El polvo y las piedras de los caminos habían tomado aquellos pasos y los hacían más vivos que las enlutadas calles de la ciudad. La moto no pensaba lo mismo, se sacudía como un poseso en plena crisis. Yo me agarraba a sus brazos como para intentar parar aquellas convulsiones. Ese paisaje que mezclaba los verdes con los rojos y púrpuras, que olía a monte, que respiraba vida en cada retazo no logré verlo hasta tiempo más tarde.
Al principio me pareció un pueblo más, las aldeas no son tan diferentes unas de otras. Las casas tienen desconchados y puertas de madera con gatera, las ventanas son estrechas y sólo a veces visten viejos visillos que roban luz a un interior que es sombrío por su desnudez más que por su oscuridad. El corral suele estar por detrás de la entrada principal, por lo que la calle la componen las puertas de unos vecinos que miran a los corrales de los de enfrente.
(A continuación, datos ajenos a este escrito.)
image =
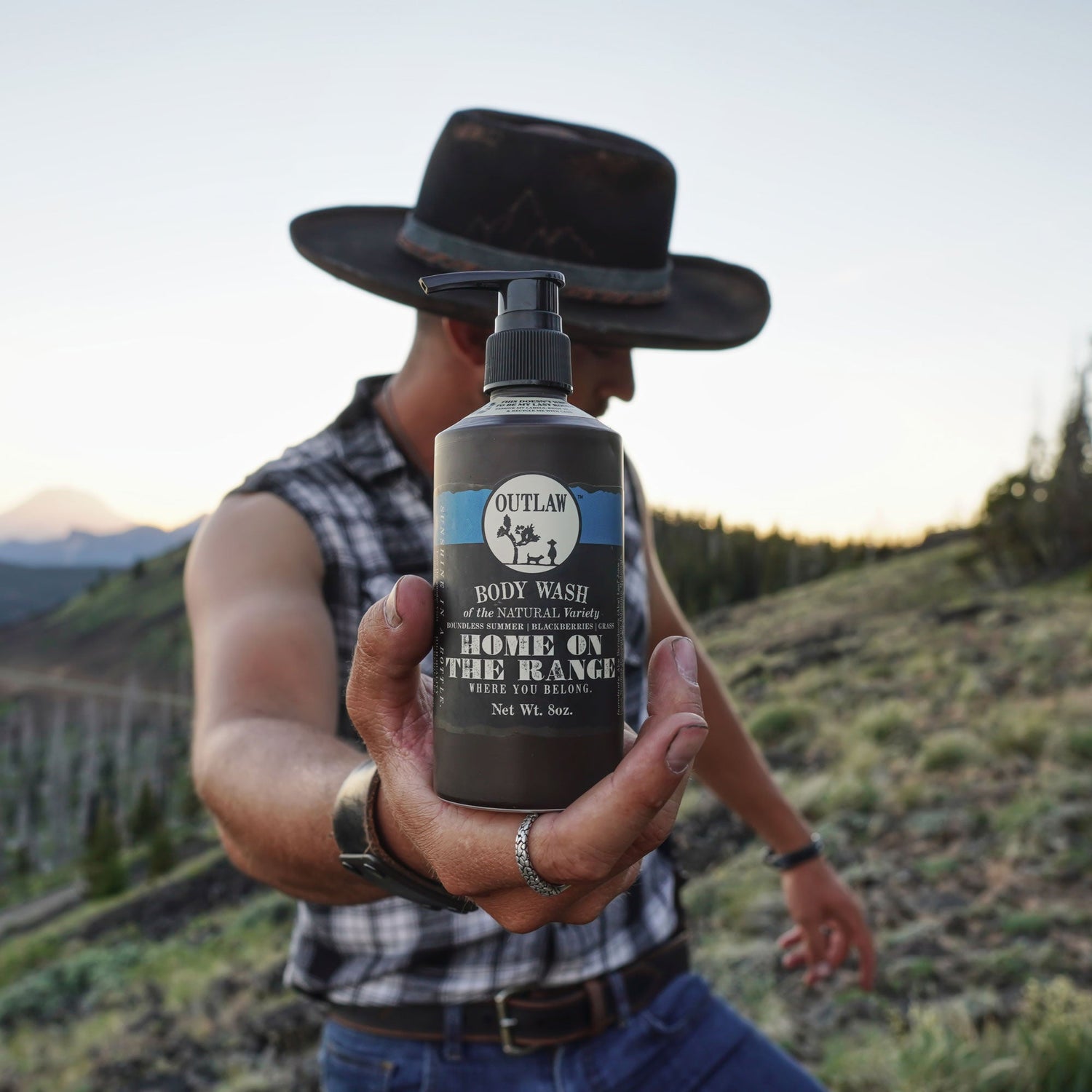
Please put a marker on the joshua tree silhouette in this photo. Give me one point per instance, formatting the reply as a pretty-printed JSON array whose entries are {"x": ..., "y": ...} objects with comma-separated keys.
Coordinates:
[{"x": 526, "y": 535}]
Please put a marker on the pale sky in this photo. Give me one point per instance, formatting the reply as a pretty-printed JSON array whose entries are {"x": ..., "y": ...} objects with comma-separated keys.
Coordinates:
[{"x": 912, "y": 179}]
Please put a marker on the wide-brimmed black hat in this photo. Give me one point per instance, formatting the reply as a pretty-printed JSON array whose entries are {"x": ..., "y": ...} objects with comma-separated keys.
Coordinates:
[{"x": 507, "y": 191}]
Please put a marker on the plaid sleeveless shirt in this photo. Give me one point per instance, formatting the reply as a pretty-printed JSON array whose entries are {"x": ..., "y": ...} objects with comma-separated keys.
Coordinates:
[{"x": 371, "y": 511}]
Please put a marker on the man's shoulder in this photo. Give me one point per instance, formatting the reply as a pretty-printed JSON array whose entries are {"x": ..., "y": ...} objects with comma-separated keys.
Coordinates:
[{"x": 332, "y": 456}]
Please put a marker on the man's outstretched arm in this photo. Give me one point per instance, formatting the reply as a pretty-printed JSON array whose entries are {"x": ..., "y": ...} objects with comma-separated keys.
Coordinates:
[
  {"x": 268, "y": 764},
  {"x": 266, "y": 758}
]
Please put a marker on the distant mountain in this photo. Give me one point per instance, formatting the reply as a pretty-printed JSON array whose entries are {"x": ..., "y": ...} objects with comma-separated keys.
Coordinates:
[
  {"x": 111, "y": 552},
  {"x": 54, "y": 513}
]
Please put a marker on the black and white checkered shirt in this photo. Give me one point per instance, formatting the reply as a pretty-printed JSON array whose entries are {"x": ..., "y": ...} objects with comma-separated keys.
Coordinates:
[{"x": 371, "y": 511}]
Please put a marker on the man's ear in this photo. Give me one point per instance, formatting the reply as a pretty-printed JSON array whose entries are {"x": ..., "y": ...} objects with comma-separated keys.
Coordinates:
[{"x": 467, "y": 342}]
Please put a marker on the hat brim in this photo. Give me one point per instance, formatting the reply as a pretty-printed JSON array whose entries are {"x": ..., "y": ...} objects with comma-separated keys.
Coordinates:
[{"x": 711, "y": 305}]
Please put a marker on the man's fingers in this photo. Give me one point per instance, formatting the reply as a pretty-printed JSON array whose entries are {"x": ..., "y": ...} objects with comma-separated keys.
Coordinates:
[
  {"x": 676, "y": 690},
  {"x": 384, "y": 683},
  {"x": 815, "y": 954},
  {"x": 838, "y": 947},
  {"x": 585, "y": 841},
  {"x": 791, "y": 938}
]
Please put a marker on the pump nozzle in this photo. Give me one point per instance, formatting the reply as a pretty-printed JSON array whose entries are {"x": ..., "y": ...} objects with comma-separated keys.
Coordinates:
[{"x": 528, "y": 347}]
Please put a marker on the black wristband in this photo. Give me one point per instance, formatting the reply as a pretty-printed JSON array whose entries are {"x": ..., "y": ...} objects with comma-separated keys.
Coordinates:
[
  {"x": 786, "y": 860},
  {"x": 362, "y": 851}
]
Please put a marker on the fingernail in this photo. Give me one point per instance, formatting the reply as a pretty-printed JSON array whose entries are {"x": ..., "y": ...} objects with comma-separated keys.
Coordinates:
[
  {"x": 686, "y": 744},
  {"x": 391, "y": 606},
  {"x": 686, "y": 659}
]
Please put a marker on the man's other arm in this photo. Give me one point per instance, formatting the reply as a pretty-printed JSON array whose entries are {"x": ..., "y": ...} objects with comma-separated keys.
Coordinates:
[
  {"x": 828, "y": 917},
  {"x": 266, "y": 758}
]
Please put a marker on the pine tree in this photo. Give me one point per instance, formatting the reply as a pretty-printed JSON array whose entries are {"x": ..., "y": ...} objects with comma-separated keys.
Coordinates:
[
  {"x": 161, "y": 855},
  {"x": 146, "y": 816},
  {"x": 103, "y": 867},
  {"x": 1069, "y": 489}
]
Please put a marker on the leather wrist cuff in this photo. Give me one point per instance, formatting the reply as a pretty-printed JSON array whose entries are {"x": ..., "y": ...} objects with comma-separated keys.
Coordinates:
[
  {"x": 362, "y": 851},
  {"x": 786, "y": 860}
]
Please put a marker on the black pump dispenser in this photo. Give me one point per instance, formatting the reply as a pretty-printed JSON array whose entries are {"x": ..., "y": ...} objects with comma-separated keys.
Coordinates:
[{"x": 528, "y": 347}]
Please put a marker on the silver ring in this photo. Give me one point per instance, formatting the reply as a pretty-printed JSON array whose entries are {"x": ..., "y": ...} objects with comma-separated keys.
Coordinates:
[{"x": 526, "y": 869}]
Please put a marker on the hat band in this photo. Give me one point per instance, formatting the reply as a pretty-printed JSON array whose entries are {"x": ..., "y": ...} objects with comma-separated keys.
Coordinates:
[{"x": 603, "y": 284}]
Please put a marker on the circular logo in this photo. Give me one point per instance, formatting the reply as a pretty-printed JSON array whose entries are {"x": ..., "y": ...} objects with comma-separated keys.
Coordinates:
[{"x": 531, "y": 522}]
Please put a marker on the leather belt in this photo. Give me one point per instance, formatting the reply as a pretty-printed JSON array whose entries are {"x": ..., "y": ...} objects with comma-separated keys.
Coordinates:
[{"x": 521, "y": 1018}]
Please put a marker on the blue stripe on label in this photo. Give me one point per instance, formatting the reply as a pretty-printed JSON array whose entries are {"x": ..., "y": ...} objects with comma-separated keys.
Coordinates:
[
  {"x": 601, "y": 517},
  {"x": 459, "y": 517}
]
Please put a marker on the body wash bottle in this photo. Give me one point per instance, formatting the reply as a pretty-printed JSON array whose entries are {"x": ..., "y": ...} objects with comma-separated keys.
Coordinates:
[{"x": 529, "y": 571}]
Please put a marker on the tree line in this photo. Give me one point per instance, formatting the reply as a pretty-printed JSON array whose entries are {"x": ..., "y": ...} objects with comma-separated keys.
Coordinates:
[
  {"x": 1037, "y": 522},
  {"x": 708, "y": 565}
]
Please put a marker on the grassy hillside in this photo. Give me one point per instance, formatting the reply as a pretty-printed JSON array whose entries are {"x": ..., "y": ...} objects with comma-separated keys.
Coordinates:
[
  {"x": 26, "y": 591},
  {"x": 936, "y": 729},
  {"x": 132, "y": 622}
]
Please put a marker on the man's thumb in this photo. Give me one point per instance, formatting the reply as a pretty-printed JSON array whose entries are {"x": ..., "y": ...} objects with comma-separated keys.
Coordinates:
[{"x": 392, "y": 639}]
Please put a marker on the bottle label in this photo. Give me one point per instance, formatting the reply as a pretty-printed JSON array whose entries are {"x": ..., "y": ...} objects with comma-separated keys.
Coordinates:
[{"x": 529, "y": 593}]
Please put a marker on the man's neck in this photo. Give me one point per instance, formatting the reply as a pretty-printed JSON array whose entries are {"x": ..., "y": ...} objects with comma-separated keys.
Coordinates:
[{"x": 419, "y": 401}]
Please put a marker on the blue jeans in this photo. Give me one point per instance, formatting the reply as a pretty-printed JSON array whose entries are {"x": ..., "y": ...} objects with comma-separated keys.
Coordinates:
[{"x": 685, "y": 1041}]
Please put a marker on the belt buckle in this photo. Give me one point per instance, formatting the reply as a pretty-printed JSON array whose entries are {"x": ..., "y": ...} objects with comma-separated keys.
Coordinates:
[{"x": 507, "y": 1022}]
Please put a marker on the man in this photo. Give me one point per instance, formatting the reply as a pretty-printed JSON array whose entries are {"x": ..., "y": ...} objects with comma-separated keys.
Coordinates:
[{"x": 587, "y": 989}]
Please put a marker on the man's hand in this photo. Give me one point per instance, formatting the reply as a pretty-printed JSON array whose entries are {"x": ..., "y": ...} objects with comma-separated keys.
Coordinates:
[
  {"x": 829, "y": 923},
  {"x": 596, "y": 844}
]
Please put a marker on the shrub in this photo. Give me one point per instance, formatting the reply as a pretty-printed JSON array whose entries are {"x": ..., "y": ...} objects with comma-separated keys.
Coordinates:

La plaza y la fuente de aquella aldea no venían en ninguna ruta turística. Los poyos de piedra daban consuelo a los pies y la fuente aliviaba la fatiga del polvo y el calor a hombres y animales. Eran simplemente para lo que servían, sin adornos. Tampoco eran tan diferentes sus olores. Los portales olían a comida de puchero o de brasa, los establos a ganado, la iglesia a incienso, su cura a naftalina, el alcalde a vino, los niños a colonia barata y su médico a éter o a medicinas. Todos los olores se mezclaban en una sinfonía que llenaba las calles e invitaba a pasearlas. Yo aprendí sus secretos y reconocía cada lugar con los ojos cerrados, pero eso fue después de que sucediera aquello.
Nunca pensé que me vendría a vivir a un lugar como este. Los compañeros de trabajo me decían que era absurdo trabajando en el pueblo, ir a vivir a un lugar donde no tenía ninguna posibilidad de divertirme, de hablar con gente que compartiera gustos y aficiones. Pero si yo no tenía otro divertimento que la lectura, para que quería gente con la que hablar. Buscaba la soledad, la tranquilidad, el silencio que me dejara hablar con mis libros.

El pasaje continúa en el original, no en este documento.